MeToo, Quella volta che…, WeToo, Pay meToo: pratiche di autocoscienza contemporanea
Silvia Motta
20 Aprile 2018
Definirei il movimento di presa di parola contro le molestie e la violenza sulle donne – dilagato in tutto il mondo in questi ultimi tempi – un’invenzione politica (delle donne) ‘contemporanea’, una sorta di ri-edizione dell’autocoscienza adattata ai giorni nostri.
Dico questo perché ho l’impressione che la presa di parola di alcune abbia scatenato la presa di coscienza di molte.
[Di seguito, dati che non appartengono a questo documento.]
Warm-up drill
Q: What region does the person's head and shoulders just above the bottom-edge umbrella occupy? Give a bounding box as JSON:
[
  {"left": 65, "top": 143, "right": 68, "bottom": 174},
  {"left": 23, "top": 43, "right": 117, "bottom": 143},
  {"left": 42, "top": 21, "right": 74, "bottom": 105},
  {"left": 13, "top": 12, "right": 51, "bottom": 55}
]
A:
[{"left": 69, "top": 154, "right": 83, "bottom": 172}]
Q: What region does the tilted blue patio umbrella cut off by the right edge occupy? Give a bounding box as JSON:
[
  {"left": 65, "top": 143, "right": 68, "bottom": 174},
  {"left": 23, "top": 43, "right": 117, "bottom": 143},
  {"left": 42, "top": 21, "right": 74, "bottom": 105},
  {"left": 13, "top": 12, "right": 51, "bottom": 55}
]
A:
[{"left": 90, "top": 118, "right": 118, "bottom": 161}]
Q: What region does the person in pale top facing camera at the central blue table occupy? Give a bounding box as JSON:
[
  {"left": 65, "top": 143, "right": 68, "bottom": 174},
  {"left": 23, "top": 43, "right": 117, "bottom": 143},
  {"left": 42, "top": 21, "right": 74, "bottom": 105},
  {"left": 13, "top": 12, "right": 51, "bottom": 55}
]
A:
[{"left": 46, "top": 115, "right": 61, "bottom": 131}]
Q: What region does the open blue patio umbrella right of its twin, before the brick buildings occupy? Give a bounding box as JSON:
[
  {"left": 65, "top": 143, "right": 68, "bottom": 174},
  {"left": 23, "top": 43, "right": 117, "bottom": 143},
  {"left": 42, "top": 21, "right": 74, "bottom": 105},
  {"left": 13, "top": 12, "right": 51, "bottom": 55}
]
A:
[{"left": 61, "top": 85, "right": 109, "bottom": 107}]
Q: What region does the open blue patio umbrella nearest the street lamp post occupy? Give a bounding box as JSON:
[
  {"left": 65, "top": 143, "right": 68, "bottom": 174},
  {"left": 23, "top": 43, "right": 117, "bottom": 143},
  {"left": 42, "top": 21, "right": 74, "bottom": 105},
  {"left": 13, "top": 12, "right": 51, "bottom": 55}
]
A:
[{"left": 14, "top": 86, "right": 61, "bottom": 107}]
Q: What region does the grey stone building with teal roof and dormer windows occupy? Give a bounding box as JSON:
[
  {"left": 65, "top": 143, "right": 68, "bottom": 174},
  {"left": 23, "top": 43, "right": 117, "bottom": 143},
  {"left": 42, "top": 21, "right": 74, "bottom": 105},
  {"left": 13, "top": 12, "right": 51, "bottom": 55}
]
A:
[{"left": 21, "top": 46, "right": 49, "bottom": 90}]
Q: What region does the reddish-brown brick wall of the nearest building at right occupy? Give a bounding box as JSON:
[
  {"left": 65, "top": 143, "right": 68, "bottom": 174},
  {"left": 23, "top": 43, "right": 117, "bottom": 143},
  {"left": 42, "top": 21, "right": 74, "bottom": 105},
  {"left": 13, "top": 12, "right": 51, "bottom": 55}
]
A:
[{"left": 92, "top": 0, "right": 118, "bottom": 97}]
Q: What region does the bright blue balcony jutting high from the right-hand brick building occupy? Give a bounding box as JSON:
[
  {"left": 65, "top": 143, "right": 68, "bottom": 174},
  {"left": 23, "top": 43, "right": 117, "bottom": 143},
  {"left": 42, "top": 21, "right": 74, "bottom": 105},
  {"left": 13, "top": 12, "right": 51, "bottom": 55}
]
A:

Lo dico anche a partire da me che, a seguito di quel che leggevo e sentivo (dalle attrici americane, da Asia Argento, da donne meno note), ho rielaborato il mio personale MeToo. Mi è accaduto infatti di ripercorrere la mia storia e di veder riemergere inaspettatamente, da qualche profondità, episodi trascurati o sottovalutati. Molestie lievi, si potrebbe dire, ma in passato subito archiviate come ’normalità del comportamento maschile’ e per questo buttate dietro le spalle soffocando il senso di fastidio e l’umiliazione. E lì, dietro le spalle, erano rimaste. Il MeToo me le ha fatti rivivere, con lo sconcerto di allora, con l’emozione negativa di allora, con l’inaccettabilità e la ribellione che adesso è esplosa.
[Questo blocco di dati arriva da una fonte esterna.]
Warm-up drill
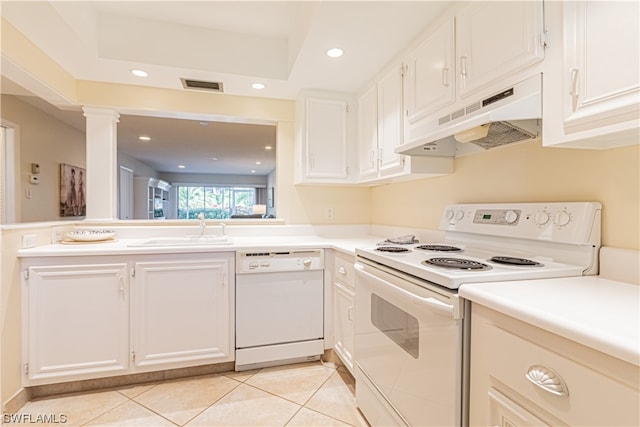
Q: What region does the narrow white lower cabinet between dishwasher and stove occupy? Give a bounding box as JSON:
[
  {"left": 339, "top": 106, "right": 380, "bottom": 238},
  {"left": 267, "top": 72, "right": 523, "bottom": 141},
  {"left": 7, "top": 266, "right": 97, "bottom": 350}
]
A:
[{"left": 333, "top": 253, "right": 356, "bottom": 374}]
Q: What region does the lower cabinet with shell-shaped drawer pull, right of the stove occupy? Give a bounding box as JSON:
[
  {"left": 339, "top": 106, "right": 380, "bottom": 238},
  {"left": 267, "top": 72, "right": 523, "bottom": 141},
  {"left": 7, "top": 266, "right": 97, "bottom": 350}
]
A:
[{"left": 469, "top": 303, "right": 640, "bottom": 427}]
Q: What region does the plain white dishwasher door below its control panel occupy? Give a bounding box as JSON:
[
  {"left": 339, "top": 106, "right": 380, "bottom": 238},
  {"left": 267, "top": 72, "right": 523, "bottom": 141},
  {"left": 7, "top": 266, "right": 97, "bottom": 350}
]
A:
[{"left": 236, "top": 270, "right": 324, "bottom": 372}]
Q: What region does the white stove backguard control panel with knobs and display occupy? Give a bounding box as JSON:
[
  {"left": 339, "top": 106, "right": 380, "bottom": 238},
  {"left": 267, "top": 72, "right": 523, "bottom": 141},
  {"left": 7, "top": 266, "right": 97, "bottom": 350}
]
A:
[{"left": 439, "top": 202, "right": 602, "bottom": 245}]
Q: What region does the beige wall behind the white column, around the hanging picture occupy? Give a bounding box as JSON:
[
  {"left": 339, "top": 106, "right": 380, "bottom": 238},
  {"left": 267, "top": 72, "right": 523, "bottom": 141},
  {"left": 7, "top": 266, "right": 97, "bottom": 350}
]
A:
[{"left": 0, "top": 96, "right": 86, "bottom": 222}]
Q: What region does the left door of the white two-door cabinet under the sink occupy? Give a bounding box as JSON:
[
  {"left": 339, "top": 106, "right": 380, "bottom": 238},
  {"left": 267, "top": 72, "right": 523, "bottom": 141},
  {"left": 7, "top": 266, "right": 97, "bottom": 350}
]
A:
[{"left": 23, "top": 263, "right": 129, "bottom": 385}]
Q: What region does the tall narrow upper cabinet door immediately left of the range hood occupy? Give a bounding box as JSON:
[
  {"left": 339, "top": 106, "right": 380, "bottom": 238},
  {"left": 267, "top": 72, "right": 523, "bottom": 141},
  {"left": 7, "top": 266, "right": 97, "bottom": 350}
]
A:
[{"left": 378, "top": 67, "right": 404, "bottom": 176}]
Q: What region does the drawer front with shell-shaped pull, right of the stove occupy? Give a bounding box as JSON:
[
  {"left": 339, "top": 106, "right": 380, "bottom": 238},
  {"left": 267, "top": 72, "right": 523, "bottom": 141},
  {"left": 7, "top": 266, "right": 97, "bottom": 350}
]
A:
[{"left": 472, "top": 324, "right": 640, "bottom": 426}]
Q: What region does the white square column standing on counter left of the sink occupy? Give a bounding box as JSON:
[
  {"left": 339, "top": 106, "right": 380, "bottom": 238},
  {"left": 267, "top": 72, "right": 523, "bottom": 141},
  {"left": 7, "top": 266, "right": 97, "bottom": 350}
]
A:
[{"left": 82, "top": 107, "right": 120, "bottom": 221}]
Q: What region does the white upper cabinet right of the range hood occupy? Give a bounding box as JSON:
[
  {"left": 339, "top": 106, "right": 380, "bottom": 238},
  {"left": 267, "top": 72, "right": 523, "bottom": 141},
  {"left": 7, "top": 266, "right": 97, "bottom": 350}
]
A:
[{"left": 542, "top": 1, "right": 640, "bottom": 149}]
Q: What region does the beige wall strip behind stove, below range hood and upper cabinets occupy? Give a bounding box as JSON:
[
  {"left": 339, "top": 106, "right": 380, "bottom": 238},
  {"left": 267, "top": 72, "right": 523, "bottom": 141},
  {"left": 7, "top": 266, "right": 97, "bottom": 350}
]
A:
[{"left": 371, "top": 141, "right": 640, "bottom": 249}]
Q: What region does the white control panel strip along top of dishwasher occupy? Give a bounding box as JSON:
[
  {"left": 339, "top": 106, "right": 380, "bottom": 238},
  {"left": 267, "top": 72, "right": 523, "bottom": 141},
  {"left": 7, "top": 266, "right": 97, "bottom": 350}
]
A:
[{"left": 236, "top": 249, "right": 324, "bottom": 274}]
Per questo sono grata a chi ha svelato non solo i grandi soprusi, come la violenza sessuale che approfitta di una evidente disparità di potere, ma anche quelle molestie che – con il linguaggio, con i gesti, con le allusioni, con i furti di competenza e di intelligenza, con la sleale competizione – accompagnano come punture di vespa la vita di ogni donna. Sintomi, anche questi, di una volontà maschile – per qualche uomo, forse, un’abitudine non portata alla coscienza – di assoggettare le donne.
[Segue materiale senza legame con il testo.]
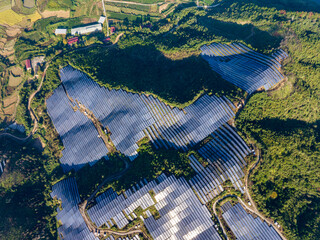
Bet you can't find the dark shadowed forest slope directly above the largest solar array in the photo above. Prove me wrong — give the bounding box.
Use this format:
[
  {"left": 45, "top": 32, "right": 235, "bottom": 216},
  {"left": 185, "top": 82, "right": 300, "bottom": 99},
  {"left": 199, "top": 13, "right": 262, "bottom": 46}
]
[{"left": 64, "top": 45, "right": 242, "bottom": 107}]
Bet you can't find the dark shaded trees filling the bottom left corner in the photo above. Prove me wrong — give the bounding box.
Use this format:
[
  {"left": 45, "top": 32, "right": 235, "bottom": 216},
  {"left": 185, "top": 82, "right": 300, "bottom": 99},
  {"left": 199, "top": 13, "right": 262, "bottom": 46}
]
[{"left": 0, "top": 140, "right": 56, "bottom": 239}]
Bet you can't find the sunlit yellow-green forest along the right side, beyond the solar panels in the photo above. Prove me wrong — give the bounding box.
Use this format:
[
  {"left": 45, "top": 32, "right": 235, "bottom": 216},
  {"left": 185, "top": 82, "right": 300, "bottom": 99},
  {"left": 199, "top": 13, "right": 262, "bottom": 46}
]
[{"left": 230, "top": 1, "right": 320, "bottom": 240}]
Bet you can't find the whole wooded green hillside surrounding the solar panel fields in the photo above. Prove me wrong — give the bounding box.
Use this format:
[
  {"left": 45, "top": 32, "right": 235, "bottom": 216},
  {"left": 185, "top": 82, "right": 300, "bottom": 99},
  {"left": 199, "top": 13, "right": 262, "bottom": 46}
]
[{"left": 0, "top": 0, "right": 320, "bottom": 240}]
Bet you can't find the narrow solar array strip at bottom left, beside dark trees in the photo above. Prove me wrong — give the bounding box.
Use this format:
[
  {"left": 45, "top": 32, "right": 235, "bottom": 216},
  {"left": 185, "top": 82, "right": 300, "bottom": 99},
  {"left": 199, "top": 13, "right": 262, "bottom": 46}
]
[{"left": 50, "top": 178, "right": 97, "bottom": 240}]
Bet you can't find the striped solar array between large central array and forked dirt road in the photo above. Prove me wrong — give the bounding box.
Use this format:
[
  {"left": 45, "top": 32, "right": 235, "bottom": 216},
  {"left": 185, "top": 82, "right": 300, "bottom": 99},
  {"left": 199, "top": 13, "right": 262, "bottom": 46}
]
[{"left": 189, "top": 124, "right": 251, "bottom": 204}]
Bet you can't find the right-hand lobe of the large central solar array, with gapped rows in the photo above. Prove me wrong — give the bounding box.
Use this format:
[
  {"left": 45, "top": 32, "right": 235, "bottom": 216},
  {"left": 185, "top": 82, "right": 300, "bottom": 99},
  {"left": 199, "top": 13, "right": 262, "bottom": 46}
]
[{"left": 142, "top": 95, "right": 234, "bottom": 150}]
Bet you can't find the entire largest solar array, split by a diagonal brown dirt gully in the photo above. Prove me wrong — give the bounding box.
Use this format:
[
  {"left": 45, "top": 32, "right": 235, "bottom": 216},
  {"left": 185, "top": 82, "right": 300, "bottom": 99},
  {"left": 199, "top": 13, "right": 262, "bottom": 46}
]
[{"left": 47, "top": 66, "right": 234, "bottom": 172}]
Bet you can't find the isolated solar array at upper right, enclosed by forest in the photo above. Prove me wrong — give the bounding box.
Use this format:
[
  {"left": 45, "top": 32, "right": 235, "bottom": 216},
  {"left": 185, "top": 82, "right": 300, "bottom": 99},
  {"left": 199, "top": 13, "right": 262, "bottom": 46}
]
[{"left": 201, "top": 43, "right": 288, "bottom": 94}]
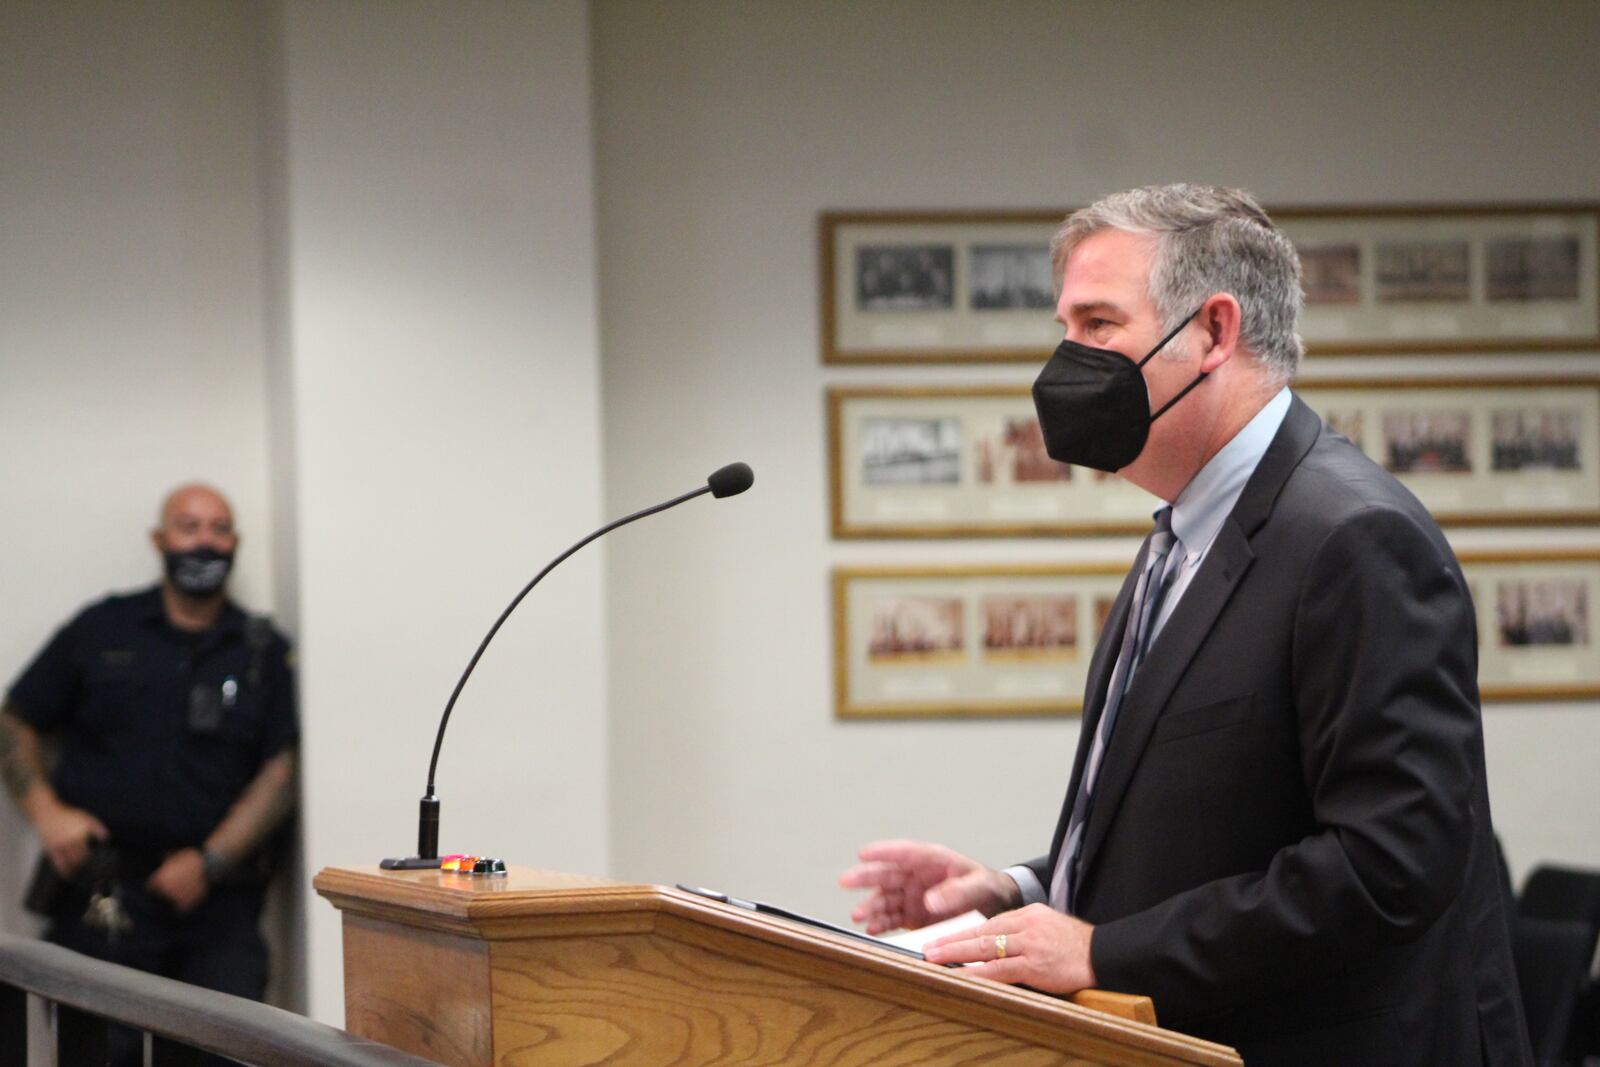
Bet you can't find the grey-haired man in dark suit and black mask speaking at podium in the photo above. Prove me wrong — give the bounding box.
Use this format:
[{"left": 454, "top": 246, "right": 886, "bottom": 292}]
[{"left": 842, "top": 186, "right": 1531, "bottom": 1067}]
Nella riunione di Via Dogana del 18 Marzo Maria Nadotti, pur riconoscendo la portata rivoluzionaria del MeToo (“non lo ferma più nessuno”) è molto critica verso le prese di posizioni collettive avvenute in Italia da parte delle giornaliste e delle attrici con i manifesti “Dissenso comune” e “Noi ci siamo”. Dice Maria Nadotti: “È curioso che i documenti nascano attraverso le categorie professionali. Non è politicamente rilevante dire ‘anche noi ci siamo’ senza dire ‘dove e in che modo ci siamo’, Chi sono queste giornaliste? Cosa hanno fatto finora?”.
Il mio approccio invece è stato di apprezzamento. Non si tratta di documenti che “nascono attraverso categorie professionali”, ma di prese di posizioni che partono da ambiti lavorativi, come peraltro è stato anche per le protagoniste del MeToo americano.
Possono esserci venature corporative? Può darsi, soprattutto se la protesta sfocia in rivendicazioni paritarie e nulla più. Ma è possibile vederci anche dell’altro… dei primi passi, come è avvenuto per me/per molte di noi tanti anni fa. Senza trascurare il fatto che confrontarsi e accordarsi tra donne nel/sul lavoro è oggi piuttosto raro e anche particolarmente difficile. Di questo, finora, si è parlato poco.